Menurut pengakuan Bella, RD langsung mendekat dan memaki tanpa sebab yang jelas. Tak lama, pria tersebut diduga memukul bagian wajah Bella hingga membuatnya terjatuh. Warga sekitar yang melihat kejadian itu langsung melerai dan membantu korban meninggalkan lokasi.

Peristiwa kedua, lanjut Bella, terjadi pada hari yang sama di kediaman orang tuanya di Desa Pelempang Jaya. RD diduga kembali mendatangi korban dan melakukan kekerasan fisik lanjutan. Akibat tindakan itu, Bella mengalami luka memar di beberapa bagian tubuh dan trauma psikologis.
Kuasa hukum korban, Wandi, menyebut pihaknya telah menyerahkan bukti visum et repertum serta keterangan saksi ke penyidik. “Kami berharap laporan ini diproses secara profesional dan transparan. Tidak ada alasan bagi siapa pun untuk kebal hukum, apalagi jika pelaku adalah aparat,” tegasnya.
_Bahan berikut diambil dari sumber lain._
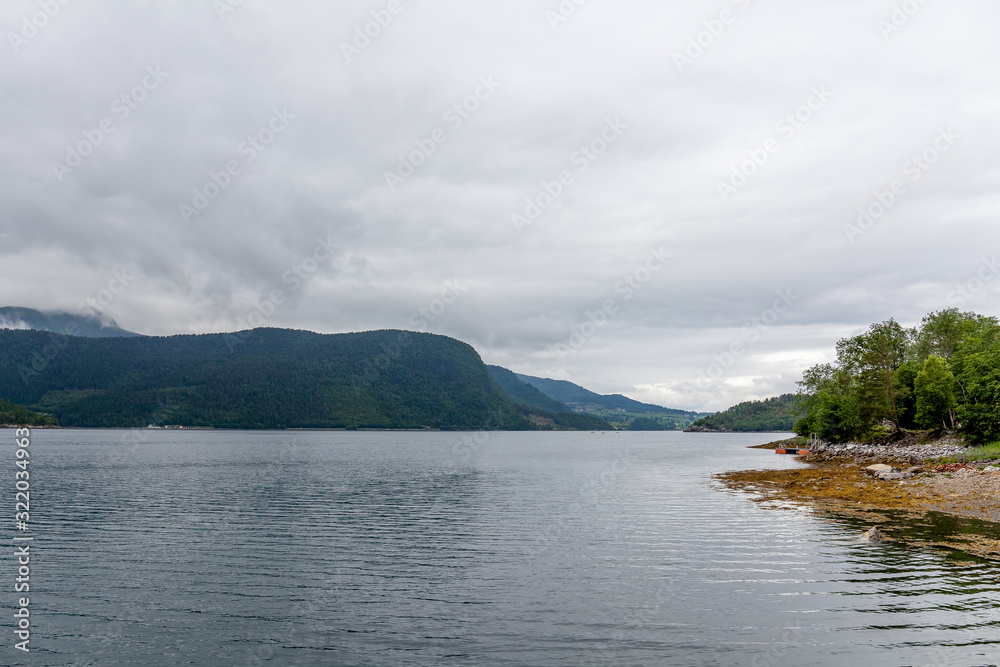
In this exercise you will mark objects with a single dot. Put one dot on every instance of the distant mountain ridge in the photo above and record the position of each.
(541, 408)
(265, 378)
(70, 324)
(773, 414)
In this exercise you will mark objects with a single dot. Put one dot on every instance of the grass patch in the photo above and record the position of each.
(984, 453)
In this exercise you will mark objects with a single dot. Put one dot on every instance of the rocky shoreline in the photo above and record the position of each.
(905, 452)
(890, 487)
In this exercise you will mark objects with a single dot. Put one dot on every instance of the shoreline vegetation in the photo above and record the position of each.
(922, 402)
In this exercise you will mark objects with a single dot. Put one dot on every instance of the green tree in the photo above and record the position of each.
(873, 359)
(935, 393)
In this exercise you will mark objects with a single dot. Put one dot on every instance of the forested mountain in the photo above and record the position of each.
(16, 415)
(88, 326)
(542, 409)
(523, 393)
(943, 374)
(266, 378)
(772, 414)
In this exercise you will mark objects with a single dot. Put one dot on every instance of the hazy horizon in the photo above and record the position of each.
(633, 197)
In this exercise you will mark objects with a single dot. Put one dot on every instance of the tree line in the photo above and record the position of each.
(941, 375)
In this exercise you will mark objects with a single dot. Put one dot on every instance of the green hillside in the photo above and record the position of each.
(16, 415)
(542, 410)
(523, 393)
(620, 411)
(772, 414)
(268, 378)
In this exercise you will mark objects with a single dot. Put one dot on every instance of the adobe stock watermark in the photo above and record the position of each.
(32, 25)
(788, 125)
(223, 8)
(370, 31)
(582, 159)
(563, 13)
(248, 150)
(900, 16)
(455, 116)
(122, 108)
(295, 277)
(970, 289)
(627, 287)
(751, 332)
(913, 169)
(705, 39)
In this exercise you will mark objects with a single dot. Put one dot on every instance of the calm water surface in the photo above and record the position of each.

Kasus ini kini tengah ditangani oleh Satreskrim Polres Belitung. Kapolres Belitung yang dikonfirmasi media menyatakan pihaknya akan memproses laporan tersebut sesuai prosedur dan menegakkan hukum tanpa pandang bulu.
baca juga : Fenomena Gugat Cerai Intai ASN Perempuan di Basel
Kasus ini menjadi sorotan publik karena melibatkan oknum aparat penegak hukum yang seharusnya menjadi pelindung masyarakat, bukan sebaliknya. Polisi berjanji akan menindak tegas jika hasil penyelidikan membuktikan adanya unsur penganiayaan.